One Year Ago: Celery Root Soup, Apple Cheddar Quick Bread
Two Years Ago: Roasted Tomato Salad with Croutons, Meyer Lemon Risotto Cakes
Three Years Ago: Peanut Butter Cookies with Milk Chocolate Chunks, Chickpea , Chard, and Couscous Soup, Soba Noodles with Crispy Tofu
Four Years Ago: Sliced Eggplant Spread with Crostini, Lemon Bars
Snap Pea Salad with Miso Dressing
The Smitten Kitchen Cookbook
I made this dressing with peanut butter when I was out of tahini and it tasted great. Please don’t skip the step of toasting the sesame seeds. Like most nuts and seeds, their flavor really comes out when they are given some heat.
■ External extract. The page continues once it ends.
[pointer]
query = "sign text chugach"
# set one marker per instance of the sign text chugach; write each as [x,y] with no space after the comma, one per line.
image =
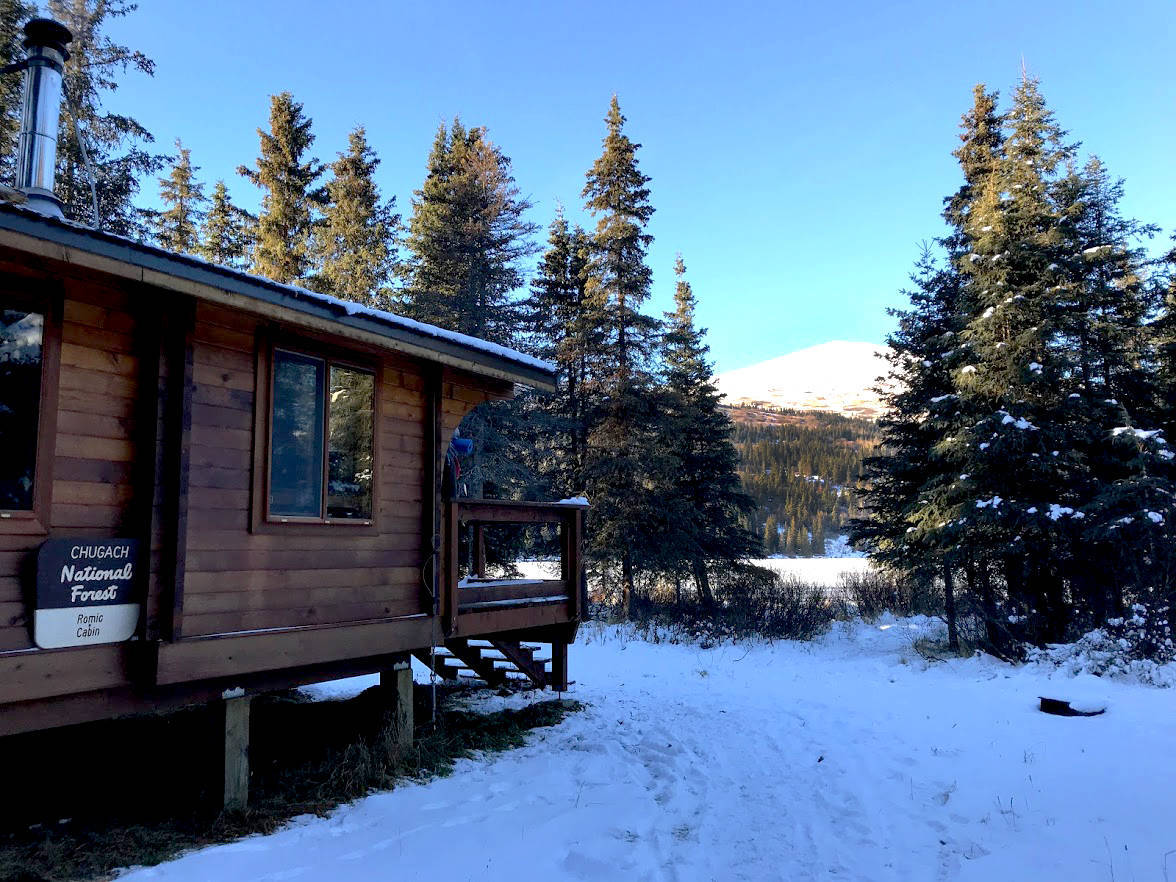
[86,592]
Just keep a close eye on them so they don’t burn.
Table salt for the pot
½ pound sugar snap peas, untrimmed
½ pound Napa cabbage, in thin ribbons (about 3 cups)
4 ounces radishes (4 medium-large) julienned, or quartered and thinly sliced
3 large scallions (about ½ bundle), white and green parts only, thinly sliced on bias
3 tbsp. sesame seeds, well toasted (300-degree oven for 5 to 8 minutes)
1 tbsp. minced fresh ginger
1 large garlic clove, minced
2 tbsp. mild yellow or white miso, plus up to 1 tbsp. more
2 tbsp. sesame seed paste or tahini
1 tbsp. honey
¼ cup rice vinegar
2 tbsp. toasted sesame oil
2 tbsp. vegetable or olive oil
Blanch sugar snap peas:
Bring a large pot of salted water to a boil, and prepare a small ice-water bath. Boil the sugar snaps for about 2 minutes, or until just barely cooked but still crisp. Scoop them out with a large slotted spoon, and drop them in the ice-water bath. Once they’re cool, drain and pat dry. Tim ends and cut sugar snaps on bias into thin slices. Toss in large bowl with cabbage radishes, scallions, and 1 tablespoon sesame seeds.
Make the dressing:
Whirl all ingredients, using the smaller amount of miso, in a blender until smooth. Taste and adjust the ingredients – use the extra tablespoon of miso if desired. Don’t fret if it is a tad salty, and try to resist the urge to compensate with extra honey. The sugar snaps have a mellow sweetness to them that balances well with a saltier-than-normal dressign.
Assemble the salad:
Toss salad with half of dressing, and taste. Use more if you desire. Sprinkle with remaining sesame seeds.